As a psychiatrist, mother, and writer, I do a lot of “talking” in one form or another.  A few months ago, however, I found myself in a moment of speechlessness, a true loss for words.  In fact, my very breath was taken from me.

In that moment, I learned that the only son of a dear friend and colleague, had been diagnosed with Duchenne Muscular Dystrophy.  Duchenne Muscular Dystrophy is a devastating genetic disorder resulting in profound muscle weakness.  It is the most common lethal muscle disorder in children, and affects approximately 300,000 boys around the world.

How does one find the words?

In my heart, I believe that one child, any child, belongs to all of us.  It is our collective responsibility and privilege to raise our children.  It is our collective duty to care for our children, protect them, and keep them healthy and safe.  Our own children, the children we know and don’t know, the children we can see and the children we cannot see.

For me personally, to know that any child amongst us is suffering, ill, or in pain, feels like an assault to my spirit.  Not because these children are victims or in need of our sympathy.  But rather because I am a physician and a mother, and those parts of me would like to believe that all children have the right to health and safety.

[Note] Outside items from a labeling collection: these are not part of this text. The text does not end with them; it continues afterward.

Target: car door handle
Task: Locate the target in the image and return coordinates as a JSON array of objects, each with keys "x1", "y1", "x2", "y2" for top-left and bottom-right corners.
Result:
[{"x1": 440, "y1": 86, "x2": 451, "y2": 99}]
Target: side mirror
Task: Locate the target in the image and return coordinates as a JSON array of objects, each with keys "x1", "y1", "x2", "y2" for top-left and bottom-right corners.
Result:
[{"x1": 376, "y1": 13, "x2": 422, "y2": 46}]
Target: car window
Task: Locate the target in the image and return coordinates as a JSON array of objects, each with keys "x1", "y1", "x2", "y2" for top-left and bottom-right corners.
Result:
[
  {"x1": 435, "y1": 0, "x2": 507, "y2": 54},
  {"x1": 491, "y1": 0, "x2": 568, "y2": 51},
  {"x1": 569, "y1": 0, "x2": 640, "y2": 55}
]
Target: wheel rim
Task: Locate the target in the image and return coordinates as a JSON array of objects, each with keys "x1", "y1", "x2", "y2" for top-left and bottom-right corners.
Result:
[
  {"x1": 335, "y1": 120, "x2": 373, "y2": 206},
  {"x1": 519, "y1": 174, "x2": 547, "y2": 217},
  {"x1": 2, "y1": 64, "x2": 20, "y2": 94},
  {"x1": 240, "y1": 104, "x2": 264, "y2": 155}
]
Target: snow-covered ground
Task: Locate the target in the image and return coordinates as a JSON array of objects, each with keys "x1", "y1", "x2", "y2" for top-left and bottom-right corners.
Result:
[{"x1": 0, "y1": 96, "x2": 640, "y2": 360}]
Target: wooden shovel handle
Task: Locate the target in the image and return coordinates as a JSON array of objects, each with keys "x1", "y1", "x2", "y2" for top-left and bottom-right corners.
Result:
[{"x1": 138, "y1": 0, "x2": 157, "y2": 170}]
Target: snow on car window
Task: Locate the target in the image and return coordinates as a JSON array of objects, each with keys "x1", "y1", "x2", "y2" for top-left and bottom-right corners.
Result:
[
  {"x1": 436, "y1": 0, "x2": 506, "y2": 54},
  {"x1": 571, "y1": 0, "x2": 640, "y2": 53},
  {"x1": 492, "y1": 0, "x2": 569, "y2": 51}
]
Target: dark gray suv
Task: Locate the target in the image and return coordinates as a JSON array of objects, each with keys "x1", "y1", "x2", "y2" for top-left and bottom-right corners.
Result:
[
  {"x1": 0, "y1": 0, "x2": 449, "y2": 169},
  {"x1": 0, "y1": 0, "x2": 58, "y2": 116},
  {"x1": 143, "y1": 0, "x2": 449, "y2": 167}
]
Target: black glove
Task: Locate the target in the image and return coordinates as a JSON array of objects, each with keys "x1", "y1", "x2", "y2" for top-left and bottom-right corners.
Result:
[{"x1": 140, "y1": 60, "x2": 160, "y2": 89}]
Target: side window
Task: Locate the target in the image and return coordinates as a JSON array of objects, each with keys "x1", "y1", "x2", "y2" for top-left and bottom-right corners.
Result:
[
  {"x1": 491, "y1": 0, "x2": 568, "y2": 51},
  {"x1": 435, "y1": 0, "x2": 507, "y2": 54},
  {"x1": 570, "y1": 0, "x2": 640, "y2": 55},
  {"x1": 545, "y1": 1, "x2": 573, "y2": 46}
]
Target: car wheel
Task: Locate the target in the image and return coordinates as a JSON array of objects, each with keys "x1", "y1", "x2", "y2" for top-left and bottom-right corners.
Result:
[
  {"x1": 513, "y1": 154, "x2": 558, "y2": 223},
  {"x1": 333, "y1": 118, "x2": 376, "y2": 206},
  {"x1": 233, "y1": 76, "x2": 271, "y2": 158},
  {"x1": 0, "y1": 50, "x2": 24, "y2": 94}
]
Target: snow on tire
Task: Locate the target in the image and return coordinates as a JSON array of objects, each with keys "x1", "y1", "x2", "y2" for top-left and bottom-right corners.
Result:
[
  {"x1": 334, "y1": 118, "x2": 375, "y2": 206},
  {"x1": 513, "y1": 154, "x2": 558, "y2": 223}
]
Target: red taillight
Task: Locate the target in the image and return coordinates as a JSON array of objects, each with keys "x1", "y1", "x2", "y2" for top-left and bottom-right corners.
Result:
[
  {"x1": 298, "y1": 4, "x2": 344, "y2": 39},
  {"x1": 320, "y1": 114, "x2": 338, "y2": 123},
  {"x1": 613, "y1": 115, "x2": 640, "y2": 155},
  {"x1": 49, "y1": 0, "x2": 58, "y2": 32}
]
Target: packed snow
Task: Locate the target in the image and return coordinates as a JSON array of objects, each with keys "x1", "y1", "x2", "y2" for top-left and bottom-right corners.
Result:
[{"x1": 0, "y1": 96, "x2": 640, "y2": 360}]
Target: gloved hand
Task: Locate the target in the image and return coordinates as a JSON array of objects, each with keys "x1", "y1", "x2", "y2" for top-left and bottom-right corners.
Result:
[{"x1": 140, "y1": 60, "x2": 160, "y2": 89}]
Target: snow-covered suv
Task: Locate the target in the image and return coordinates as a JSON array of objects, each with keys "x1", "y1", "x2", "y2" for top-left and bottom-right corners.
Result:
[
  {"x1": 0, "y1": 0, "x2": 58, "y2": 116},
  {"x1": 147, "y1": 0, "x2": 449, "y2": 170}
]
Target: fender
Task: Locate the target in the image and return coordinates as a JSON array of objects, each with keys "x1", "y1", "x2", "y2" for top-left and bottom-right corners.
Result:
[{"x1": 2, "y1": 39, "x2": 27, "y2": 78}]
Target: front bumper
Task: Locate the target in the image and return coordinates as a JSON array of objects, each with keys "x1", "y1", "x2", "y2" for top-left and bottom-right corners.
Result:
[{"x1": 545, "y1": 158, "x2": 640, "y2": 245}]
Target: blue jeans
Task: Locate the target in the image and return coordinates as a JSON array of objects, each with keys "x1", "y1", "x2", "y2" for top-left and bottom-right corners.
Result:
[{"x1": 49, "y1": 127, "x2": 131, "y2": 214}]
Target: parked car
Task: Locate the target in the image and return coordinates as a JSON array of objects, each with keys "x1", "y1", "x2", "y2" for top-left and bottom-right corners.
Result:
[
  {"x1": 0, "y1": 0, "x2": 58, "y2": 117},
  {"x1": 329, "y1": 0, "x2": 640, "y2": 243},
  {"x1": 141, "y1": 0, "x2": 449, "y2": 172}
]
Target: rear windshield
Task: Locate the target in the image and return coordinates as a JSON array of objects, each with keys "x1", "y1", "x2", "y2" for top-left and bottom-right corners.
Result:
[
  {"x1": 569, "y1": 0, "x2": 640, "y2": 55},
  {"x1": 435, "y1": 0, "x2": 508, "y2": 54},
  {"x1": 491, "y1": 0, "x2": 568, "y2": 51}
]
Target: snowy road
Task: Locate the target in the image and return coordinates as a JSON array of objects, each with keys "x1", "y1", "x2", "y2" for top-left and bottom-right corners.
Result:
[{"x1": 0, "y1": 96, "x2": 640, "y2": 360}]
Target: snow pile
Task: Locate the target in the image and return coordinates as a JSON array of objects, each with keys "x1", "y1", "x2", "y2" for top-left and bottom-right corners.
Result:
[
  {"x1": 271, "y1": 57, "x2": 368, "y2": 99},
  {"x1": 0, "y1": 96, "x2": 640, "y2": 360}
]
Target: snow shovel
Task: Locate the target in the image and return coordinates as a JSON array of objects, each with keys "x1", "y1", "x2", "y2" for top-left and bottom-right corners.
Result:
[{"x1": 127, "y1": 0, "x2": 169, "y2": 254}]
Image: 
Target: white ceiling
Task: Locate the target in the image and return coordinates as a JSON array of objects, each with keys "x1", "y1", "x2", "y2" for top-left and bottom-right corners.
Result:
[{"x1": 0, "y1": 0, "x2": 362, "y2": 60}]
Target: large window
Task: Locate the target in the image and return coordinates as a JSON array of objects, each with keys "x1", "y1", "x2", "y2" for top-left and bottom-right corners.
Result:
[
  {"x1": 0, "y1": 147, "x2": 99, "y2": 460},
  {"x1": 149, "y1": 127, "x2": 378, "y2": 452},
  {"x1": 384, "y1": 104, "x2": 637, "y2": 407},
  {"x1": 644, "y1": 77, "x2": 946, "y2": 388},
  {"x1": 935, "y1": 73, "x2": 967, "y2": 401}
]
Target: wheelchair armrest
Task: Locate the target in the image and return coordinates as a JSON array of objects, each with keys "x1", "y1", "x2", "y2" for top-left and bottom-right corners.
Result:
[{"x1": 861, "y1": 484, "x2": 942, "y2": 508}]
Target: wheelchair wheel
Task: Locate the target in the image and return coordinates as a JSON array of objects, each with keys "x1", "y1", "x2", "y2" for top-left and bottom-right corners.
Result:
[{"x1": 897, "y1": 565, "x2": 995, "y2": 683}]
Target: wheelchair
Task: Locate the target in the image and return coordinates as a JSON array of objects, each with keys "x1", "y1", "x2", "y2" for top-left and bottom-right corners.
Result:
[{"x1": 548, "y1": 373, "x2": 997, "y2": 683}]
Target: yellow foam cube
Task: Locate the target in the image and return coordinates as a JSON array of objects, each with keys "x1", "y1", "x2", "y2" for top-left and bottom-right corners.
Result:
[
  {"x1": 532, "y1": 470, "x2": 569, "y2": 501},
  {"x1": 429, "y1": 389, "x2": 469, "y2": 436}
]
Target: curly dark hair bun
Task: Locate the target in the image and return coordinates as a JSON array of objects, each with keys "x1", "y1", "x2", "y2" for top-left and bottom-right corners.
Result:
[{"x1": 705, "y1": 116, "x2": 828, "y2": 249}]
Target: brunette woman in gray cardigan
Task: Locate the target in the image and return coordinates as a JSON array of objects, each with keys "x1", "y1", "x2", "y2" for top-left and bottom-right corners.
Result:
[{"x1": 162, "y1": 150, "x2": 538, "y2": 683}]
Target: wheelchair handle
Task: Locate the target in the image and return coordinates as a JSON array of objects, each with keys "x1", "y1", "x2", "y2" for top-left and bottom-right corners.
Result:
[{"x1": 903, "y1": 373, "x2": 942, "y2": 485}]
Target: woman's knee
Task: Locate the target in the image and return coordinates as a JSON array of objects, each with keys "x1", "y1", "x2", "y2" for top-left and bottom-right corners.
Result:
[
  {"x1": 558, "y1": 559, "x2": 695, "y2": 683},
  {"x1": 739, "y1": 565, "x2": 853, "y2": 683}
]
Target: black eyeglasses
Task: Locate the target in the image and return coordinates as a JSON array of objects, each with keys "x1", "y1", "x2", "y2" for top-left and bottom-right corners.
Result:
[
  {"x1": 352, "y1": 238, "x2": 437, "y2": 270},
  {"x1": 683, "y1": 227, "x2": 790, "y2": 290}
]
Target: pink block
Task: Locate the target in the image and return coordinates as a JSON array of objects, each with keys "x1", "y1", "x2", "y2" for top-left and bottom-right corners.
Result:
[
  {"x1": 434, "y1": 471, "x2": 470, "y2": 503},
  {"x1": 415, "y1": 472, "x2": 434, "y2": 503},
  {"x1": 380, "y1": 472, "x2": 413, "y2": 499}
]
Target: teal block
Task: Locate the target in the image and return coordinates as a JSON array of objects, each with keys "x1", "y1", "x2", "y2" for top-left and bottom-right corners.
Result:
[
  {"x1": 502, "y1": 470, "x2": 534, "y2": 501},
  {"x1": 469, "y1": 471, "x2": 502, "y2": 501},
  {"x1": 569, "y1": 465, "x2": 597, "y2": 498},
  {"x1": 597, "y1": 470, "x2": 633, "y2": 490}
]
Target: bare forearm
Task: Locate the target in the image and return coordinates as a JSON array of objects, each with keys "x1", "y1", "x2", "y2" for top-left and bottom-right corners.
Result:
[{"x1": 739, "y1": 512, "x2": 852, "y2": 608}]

When I was growing up, two of my best friends were diagnosed with osteosarcoma, a malignant cancer of the bones.  I loved them deeply, and losing them brought my own life into clear, sharp perspective.  In every cell of my body, I learned what only loss, or the anticipation of loss, can teach you. That although we live each day as if we will live forever, our time together is brief.

We must find a way to let the small stuff go and focus on what truly matters most.  To me, what matters most is prioritizing how we love and how we serve.  Living any other way feels wasteful.  It’s not easy, because we become lost in our habitual patterns.  But we must continue to remind ourselves and each other.  Every.  Single. Day.

I can’t think of anything more important.

This weekend, my friend posted a poignant video of his son on Youtube to raise awareness and support for Duchenne Muscular Dystrophy.  The least I can do for his family is share it here and help in my own little way.  I watched this video last night at 1:30 in the morning, in the midst of a bout of insomnia, and was struck by the profound beauty of this little boy.   Here was one more reminder of our need to live each moment fully, together, with our whole hearts.

There is a great deal of research ongoing to try and find a cure for this terrible disease.  You can visit www.cureduchenne.com to learn more.  Together, let’s preserve the hope and belief that answers will be found and precious lives will be saved.

So today, and in the week ahead, I invite you to join me in reflecting on what this video brought up for me inside.  How can we all continue to care in the best ways possible for all of our children?  And are we making the most of our time here together?